The crazy ones is a video featuring game changers who dared to follow their dreams and vision to move humanity forward (at least in some fields and as far as human rights are concerned in some countries). What were these persons’ perceptions about themselves and the world to follow their effort despite the challenges and status quo?

“The eye sees only what the mind is prepared to comprehend.”

The Cave

  • Imagine a cave, in which there are three prisoners. The prisoners are tied to some rocks, their arms and legs are bound and their head is tied so that they cannot look at anything but the stonewall in front of them.
  • These prisoners have been here since birth and have never seen outside of the cave.
  • Behind the prisoners is a fire, and between them is a raised walkway.
  • People outside the cave walk along this walkway carrying things on their head including; animals, plants, wood and stone.

The Shadows

  • So, imagine that you are one of the prisoners. You cannot look at anything behind or to the side of you — you must look at the wall in front of you.
  • When people walk along the walkway, you can see shadows of the objects they are carrying cast on to the wall.
  • If you had never seen the real objects ever before, you would believe that the shadows of objects were ‘real.’

The Game

  • Plato suggests that the prisoners would begin a ‘game’ of guessing which shadow would appear next.
  • If one of the prisoners were to correctly guess, the others would praise him as clever and say that he were a master of nature.

The Escape

  • One of the prisoners then escapes from their bindings and leaves the cave.
  • He is shocked at the world he discovers outside the cave and does not believe it can be real.
  • As he becomes used to his new surroundings, he realizes that his former view of reality was wrong.
  • He begins to understand his new world, and sees that the Sun is the source of life and goes on an intellectual journey where he discovers beauty and meaning
  • He see’s that his former life, and the guessing game they played is useless.

The Return

  • The prisoner returns to the cave, to inform the other prisoners of his findings.
  • They do not believe him and threaten to kill him if he tries to set them free.

Vision without timing can be suicidal but an idea without vision, and the willingness to make it happen, will always stay conceptual. Forcing something into a market, can be as bad as continuing with the problem that you have identified. The markets are always right.

Last year in San Mateo, I had the chance to listen to Joon Yun. Yun is an accomplished physicist, investor and hedge fund manager. He explained two main concepts I want to share with you and you can learn more about compound thinking in this link and Hidden in Plain Sight (HIPS) in this article.

10X thinking. As an entrepreneur, scientist or anything, dream and think big. If you are in the education industry, don’t limit yourself to impacting 10,000 children. Imagine solutions that can impact 1 billion children. Simple yet scalable. Scalable yet adaptable. Adaptable yet customizable.

HIPS 0r Hidden In Plain Sight. Our vision can render us blind. In that race of compound growth or compound impact, remember how our brains can trick us, leading us to take paths that are far more complicated.

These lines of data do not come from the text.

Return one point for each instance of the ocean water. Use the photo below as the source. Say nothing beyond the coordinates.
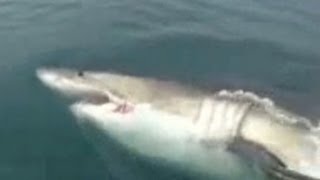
(269, 47)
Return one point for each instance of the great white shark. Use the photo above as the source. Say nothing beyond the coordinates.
(203, 132)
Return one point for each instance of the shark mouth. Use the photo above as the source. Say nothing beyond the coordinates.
(83, 94)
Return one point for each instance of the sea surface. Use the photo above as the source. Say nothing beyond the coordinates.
(269, 47)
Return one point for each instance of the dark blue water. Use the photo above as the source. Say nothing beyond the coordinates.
(270, 47)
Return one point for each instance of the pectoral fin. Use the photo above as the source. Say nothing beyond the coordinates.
(270, 164)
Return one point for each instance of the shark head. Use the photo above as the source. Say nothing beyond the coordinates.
(168, 121)
(146, 116)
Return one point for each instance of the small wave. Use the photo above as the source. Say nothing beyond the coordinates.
(266, 104)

Magic tricks also provide lessons on the human mind and attention. Neuroscientists have conducted experiments with “the vanishing ball illusion.” This trick begins with a magician tossing a ball a few times and easily catching it. On the final toss, the magician only pretends to throw the ball, continuing to follow the imagined trajectory of the ball. However, he has palmed the ball. Nonetheless, most observers perceive that the ball has ascended and vanished into thin air. Scientists determined that the magician’s head and eye movements redirected the spectators’ attention to the predicted position of the ball. (Kuhn and Tatler, 2005).
A year later, scientists discovered that the spectators’ gaze did not point to where they said that the ball vanished. (Kuhn and Land, 2006). The finding suggested the illusion did not trick the brain. Rather, the magician’s head and eye movements were critical to the illusion, because they redirected the observer’s focus, not their gaze, to the predicted position of the ball. The neurons that responded to the implied motion of the ball suggested by the magician’s head and eye movements are found in the same visual areas of the brain as neurons that are sensitive to real motion. Implied and real motion activated similar neural circuits. An observer perceives that the moving object is further along its path than its actual final position. Perhaps, rather than looking at the real destination of the ball, our brain takes a shortcut and extrapolates the likely outcome based on the motion that went before, rather than by looking at the ball itself. (Kuhn and Land, 2006).

Reframe your world while shocking your mind and body out of complacency. Becoming more sensitive may lead you to seeing more.